Wang Gaiqing, Manaenko Anatol, Shao Anwen, Ou Yibo, Yang Peng, Budbazar Enkhjargal, Nowrangi Derek, Zhang John H, Tang Jiping
1 Department of Physiology, Loma Linda University, Loma Linda, CA, USA.
2 Department of Neurology, The Second Hospital, Shanxi Medical University, Taiyuan, Shanxi, China.
J Cereb Blood Flow Metab. 2017 Apr;37(4):1299-1310. doi: 10.1177/0271678X16654494. Epub 2016 Jan 1.
Heme-degradation after erythrocyte lysis plays an important role in the pathophysiology of intracerebral hemorrhage. Low-density lipoprotein receptor-related protein-1 is a receptor expressed predominately at the neurovascular interface, which facilitates the clearance of the hemopexin and heme complex. In the present study, we investigated the role of low-density lipoprotein receptor-related protein-1 in heme removal and neuroprotection in a mouse model of intracerebral hemorrhage. Endogenous low-density lipoprotein receptor-related protein-1 and hemopexin were increased in ipsilateral brain after intracerebral hemorrhage, accompanied by increased hemoglobin levels, brain water content, blood-brain barrier permeability and neurological deficits. Exogenous human recombinant low-density lipoprotein receptor-related protein-1 protein reduced hematoma volume, brain water content surrounding hematoma, blood-brain barrier permeability and improved neurological function three days after intracerebral hemorrhage. The expression of malondialdehyde, fluoro-Jade C positive cells and cleaved caspase 3 was increased three days after intracerebral hemorrhage in the ipsilateral brain tissues and decreased with recombinant low-density lipoprotein receptor-related protein-1. Intracerebral hemorrhage decreased and recombinant low-density lipoprotein receptor-related protein-1 increased the levels of superoxide dismutase 1. Low-density lipoprotein receptor-related protein-1 siRNA reduced the effect of human recombinant low-density lipoprotein receptor-related protein-1 on all outcomes measured. Collectively, our findings suggest that low-density lipoprotein receptor-related protein-1 contributed to heme clearance and blood-brain barrier protection after intracerebral hemorrhage. The use of low-density lipoprotein receptor-related protein-1 as supplement provides a novel approach to ameliorating intracerebral hemorrhage brain injury via its pleiotropic neuroprotective effects.

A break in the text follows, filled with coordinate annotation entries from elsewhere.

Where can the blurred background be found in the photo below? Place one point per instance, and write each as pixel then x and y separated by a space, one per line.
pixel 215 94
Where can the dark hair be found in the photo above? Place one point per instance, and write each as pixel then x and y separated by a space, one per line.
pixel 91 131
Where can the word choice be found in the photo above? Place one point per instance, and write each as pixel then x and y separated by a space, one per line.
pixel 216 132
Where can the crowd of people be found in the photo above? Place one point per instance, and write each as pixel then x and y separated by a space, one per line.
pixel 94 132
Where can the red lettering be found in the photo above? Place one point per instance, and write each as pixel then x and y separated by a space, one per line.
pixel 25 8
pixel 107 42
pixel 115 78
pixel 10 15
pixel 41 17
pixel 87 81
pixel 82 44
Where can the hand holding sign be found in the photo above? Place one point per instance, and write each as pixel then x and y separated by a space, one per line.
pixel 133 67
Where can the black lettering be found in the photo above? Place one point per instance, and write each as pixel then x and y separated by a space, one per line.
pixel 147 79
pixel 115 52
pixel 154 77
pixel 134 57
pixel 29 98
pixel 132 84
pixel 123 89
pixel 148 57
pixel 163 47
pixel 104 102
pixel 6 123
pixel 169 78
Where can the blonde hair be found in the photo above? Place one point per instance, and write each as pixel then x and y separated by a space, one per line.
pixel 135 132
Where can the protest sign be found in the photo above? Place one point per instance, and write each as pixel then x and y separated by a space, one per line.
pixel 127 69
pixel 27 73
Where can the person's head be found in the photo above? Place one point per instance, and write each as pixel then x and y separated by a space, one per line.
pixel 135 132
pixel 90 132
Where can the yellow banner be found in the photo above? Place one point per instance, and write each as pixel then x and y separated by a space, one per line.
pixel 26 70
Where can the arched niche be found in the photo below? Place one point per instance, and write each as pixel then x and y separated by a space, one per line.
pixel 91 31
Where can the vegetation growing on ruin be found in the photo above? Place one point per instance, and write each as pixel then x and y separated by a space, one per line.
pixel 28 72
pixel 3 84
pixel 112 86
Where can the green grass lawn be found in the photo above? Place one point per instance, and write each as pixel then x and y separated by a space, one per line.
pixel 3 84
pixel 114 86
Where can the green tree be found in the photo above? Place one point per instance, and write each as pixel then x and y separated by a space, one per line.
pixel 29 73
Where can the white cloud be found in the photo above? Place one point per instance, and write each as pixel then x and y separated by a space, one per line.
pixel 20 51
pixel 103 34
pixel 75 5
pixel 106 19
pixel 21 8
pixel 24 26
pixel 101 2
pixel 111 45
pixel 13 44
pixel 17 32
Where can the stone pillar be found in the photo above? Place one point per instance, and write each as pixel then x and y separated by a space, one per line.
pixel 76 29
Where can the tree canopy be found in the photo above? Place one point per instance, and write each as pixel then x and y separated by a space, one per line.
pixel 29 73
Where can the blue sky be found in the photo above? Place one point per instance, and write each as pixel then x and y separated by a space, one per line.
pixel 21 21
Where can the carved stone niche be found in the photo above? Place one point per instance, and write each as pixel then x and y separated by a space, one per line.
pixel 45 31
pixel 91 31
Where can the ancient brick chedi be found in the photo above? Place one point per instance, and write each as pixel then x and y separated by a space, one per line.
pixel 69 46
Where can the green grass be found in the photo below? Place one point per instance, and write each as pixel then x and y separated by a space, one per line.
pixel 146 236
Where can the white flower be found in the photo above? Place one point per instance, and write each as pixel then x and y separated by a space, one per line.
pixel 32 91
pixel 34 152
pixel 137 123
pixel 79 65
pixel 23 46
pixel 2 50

红细胞裂解后的血红素降解在脑出血的病理生理学中起重要作用。低密度脂蛋白受体相关蛋白1是一种主要在神经血管界面表达的受体,它有助于清除血红素结合蛋白和血红素复合物。在本研究中,我们在脑出血小鼠模型中研究了低密度脂蛋白受体相关蛋白1在血红素清除和神经保护中的作用。脑出血后同侧脑内内源性低密度脂蛋白受体相关蛋白1和血红素结合蛋白增加,同时血红蛋白水平、脑含水量、血脑屏障通透性和神经功能缺损也增加。外源性人重组低密度脂蛋白受体相关蛋白1蛋白可减少脑出血后三天的血肿体积、血肿周围脑含水量、血脑屏障通透性,并改善神经功能。脑出血后三天同侧脑组织中丙二醛、氟玉髓C阳性细胞和裂解的半胱天冬酶3的表达增加,而重组低密度脂蛋白受体相关蛋白1可使其降低。脑出血可降低超氧化物歧化酶1的水平,而重组低密度脂蛋白受体相关蛋白1可使其升高。低密度脂蛋白受体相关蛋白1 siRNA降低了人重组低密度脂蛋白受体相关蛋白1对所有测量结果的影响。总体而言,我们的研究结果表明,低密度脂蛋白受体相关蛋白1有助于脑出血后的血红素清除和血脑屏障保护。使用低密度脂蛋白受体相关蛋白1作为补充剂,通过其多效性神经保护作用,为改善脑出血性脑损伤提供了一种新方法。